FlashMD: long-stride, universal prediction of molecular dynamics
This work addresses the time-scale limitation in molecular dynamics for researchers in computational chemistry and materials science, representing a novel method for a known bottleneck rather than an incremental improvement.
The authors tackled the problem of molecular dynamics simulations being constrained to minuscule time steps due to fast atomic motion, and developed FlashMD to predict atomic evolution over strides one to two orders of magnitude longer, enabling simulations to reach longer time scales needed for modeling microscopic processes.
Molecular dynamics (MD) provides insights into atomic-scale processes by integrating over time the equations that describe the motion of atoms under the action of interatomic forces.

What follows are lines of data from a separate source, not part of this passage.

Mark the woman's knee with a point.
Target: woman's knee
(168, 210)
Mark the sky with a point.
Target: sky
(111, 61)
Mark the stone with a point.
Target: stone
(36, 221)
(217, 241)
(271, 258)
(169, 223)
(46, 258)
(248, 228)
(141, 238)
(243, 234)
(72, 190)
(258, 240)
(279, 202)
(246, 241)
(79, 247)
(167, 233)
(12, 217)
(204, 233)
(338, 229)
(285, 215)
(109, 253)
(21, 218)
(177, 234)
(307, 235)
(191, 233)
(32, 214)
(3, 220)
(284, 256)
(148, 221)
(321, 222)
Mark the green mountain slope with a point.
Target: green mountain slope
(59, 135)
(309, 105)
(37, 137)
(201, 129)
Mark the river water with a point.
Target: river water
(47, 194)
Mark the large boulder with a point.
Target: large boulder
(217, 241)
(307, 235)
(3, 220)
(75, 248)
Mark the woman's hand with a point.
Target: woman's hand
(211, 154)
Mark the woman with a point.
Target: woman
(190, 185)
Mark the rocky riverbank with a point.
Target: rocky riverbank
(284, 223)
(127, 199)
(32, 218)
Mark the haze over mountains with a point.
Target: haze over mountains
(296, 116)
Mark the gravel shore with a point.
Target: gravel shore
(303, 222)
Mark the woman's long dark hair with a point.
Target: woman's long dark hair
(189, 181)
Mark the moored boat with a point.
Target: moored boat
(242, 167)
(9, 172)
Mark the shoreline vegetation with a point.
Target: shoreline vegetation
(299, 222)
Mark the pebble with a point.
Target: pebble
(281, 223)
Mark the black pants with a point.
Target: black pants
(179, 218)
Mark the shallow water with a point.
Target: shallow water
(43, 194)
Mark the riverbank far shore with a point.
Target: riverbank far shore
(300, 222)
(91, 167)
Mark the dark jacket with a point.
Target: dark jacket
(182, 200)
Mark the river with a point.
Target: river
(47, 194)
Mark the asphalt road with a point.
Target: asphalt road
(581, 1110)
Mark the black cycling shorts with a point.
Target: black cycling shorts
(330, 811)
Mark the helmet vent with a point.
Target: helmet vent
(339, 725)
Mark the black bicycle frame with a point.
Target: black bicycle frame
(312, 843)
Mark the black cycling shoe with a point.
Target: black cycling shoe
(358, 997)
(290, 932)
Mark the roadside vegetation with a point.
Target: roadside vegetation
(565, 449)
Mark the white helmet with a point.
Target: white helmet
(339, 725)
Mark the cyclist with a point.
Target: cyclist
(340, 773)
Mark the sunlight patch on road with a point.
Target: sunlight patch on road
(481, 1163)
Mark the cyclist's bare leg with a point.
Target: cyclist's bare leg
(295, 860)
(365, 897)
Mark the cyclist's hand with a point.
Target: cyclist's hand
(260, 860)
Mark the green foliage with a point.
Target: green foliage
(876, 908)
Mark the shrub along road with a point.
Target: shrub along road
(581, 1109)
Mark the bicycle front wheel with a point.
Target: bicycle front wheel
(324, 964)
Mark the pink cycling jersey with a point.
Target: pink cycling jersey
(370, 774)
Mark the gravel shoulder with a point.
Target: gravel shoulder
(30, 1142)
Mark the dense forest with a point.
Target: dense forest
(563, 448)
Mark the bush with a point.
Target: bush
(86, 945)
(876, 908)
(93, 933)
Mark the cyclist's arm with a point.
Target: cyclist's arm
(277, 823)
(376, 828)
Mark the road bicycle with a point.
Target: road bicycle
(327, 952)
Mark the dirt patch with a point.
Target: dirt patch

Machine learning models have substantially accelerated MD by providing inexpensive predictions of the forces, but they remain constrained to minuscule time integration steps, which are required by the fast time scale of atomic motion. In this work, we propose FlashMD, a method to predict the evolution of positions and momenta over strides that are between one and two orders of magnitude longer than typical MD time steps. We incorporate considerations on the mathematical and physical properties of Hamiltonian dynamics in the architecture, generalize the approach to allow the simulation of any thermodynamic ensemble, and carefully assess the possible failure modes of such a long-stride MD approach. We validate FlashMD's accuracy in reproducing equilibrium and time-dependent properties, using both system-specific and general-purpose models, extending the ability of MD simulation to reach the long time scales needed to model microscopic processes of high scientific and technological relevance.